Biopharmaceutical manufacturer Exelixis yesterday became the 17th drug maker to impose conditions on 340B pricing when hospitals use contract pharmacies.
The company, a specialty manufacturer with two high-priced drug products on the market, announced its policy in email notices to covered entities late yesterday afternoon. Grantee covered entities are exempt “until further notice,” Exelixis said.
“The extraordinary expansion of the 340B program, coupled with the program’s lack of transparency and a complex contract pharmacy system never contemplated by the original drafters of the 340B legislation, have dramatically increased the risk of duplicate rebate claims,” Exelixis said in the June 7 email message. “Submission of claims-level data will help to improve transparency, with the goal of bolstering the integrity and sustainability of the 340B program.”
Exelixis makes two related drugs—Cometriq for advanced thyroid cancer and Cabometyx for advanced kidney, liver, or thyroid cancer. According to price disclosures to the state of Vermont, Cabometyx has an average wholesale price of $24,181.73 for a one-month supply and Cometriq an AWP of $21,167.18 (the same for 60 mg / 84 count, 100 mg / 56 count, 140 mg / 112 count). Since the drugs are sole-sourced, discounts are not available, according to drug pricing analysts that 340B Report conferred with.
Exelixis makes a third related drug, Cotellic for melanoma, that is sold by Genentech. Cotellic is not covered under Exelixis’ new 340B pricing restrictions.
Hospital groups are expected to condemn the company’s move and ask the federal government to order Exelixis to resume unrestricted 340B pricing.
Federal appeals courts in Chicago, Philadelphia, and Washington, D.C., are hearing cases over the legality of similar drug manufacturer policies.
In 2020, Exelixis limited distribution of Cometriq and Cabometyx to small networks of specialty pharmacies and distributors to “facilitate patient care.” Both are taken orally, neither have Risk Evaluation and Mitigation Strategies, and neither require special storage or handling.
Because Cometriq and Cabometyx have orphan designations, 340B pricing on both already was unavailable to critical access hospitals, rural referral centers, sole community hospitals, and free-standing cancer hospitals. Congress extended 340B eligibility to these hospitals in 2010 but denied them 340B pricing on orphan products.
Due to the 340B orphan drug exclusion and Exelixis’ policy exemption for grantee entities, its conditions on 340B pricing fall on just two hospital types—disproportionate share (DSH) and children’s hospitals.

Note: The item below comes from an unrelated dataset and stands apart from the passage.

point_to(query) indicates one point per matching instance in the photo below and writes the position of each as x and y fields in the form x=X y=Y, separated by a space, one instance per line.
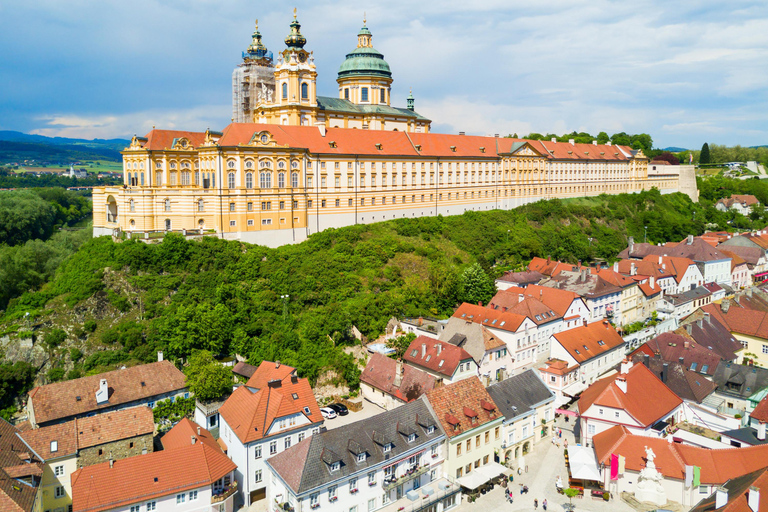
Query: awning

Under the policy Exelixis announced yesterday, DSH and children’s hospitals can keep accessing 340B pricing on Cometriq and Cabometyx for shipment to multiple contract pharmacies if they provide specified claims-level data to drug industry contractor Second Sight Solution’s 340B ESP platform.

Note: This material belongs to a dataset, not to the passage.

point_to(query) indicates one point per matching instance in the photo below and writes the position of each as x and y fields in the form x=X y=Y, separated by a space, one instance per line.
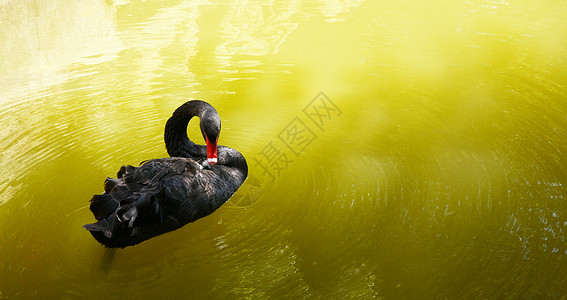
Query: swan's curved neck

An FAQ document that came with the email message said affected entities had to begin uploading the required claims data to 340B ESP by July 6 to be eligible for ship to / bill to orders for more than one contract pharmacy.

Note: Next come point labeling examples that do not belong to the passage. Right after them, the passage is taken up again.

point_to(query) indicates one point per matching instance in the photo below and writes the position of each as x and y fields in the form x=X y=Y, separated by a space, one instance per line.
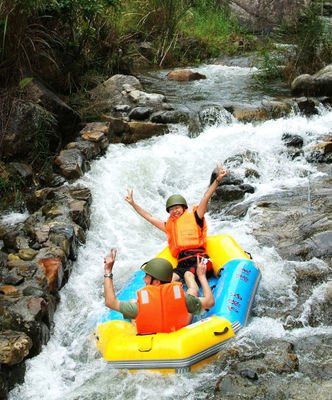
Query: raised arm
x=143 y=213
x=202 y=207
x=208 y=299
x=111 y=300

Exelixis said affected entities lacking an in-house pharmacy can designate a single contract pharmacy for Cometriq and Cabometyx shipments from among the specialty pharmacies in Exelixis’ limited distribution networks for the products.
Exelixis said “until further notice” it “will not require covered entities to provide claims data for product dispensed by contract pharmacies that are wholly-owned by, or under common ownership with, the covered entity and that dispenses products only to patients of the covered entity.”
Exelixis said it reserved the right to modify its policy in the future.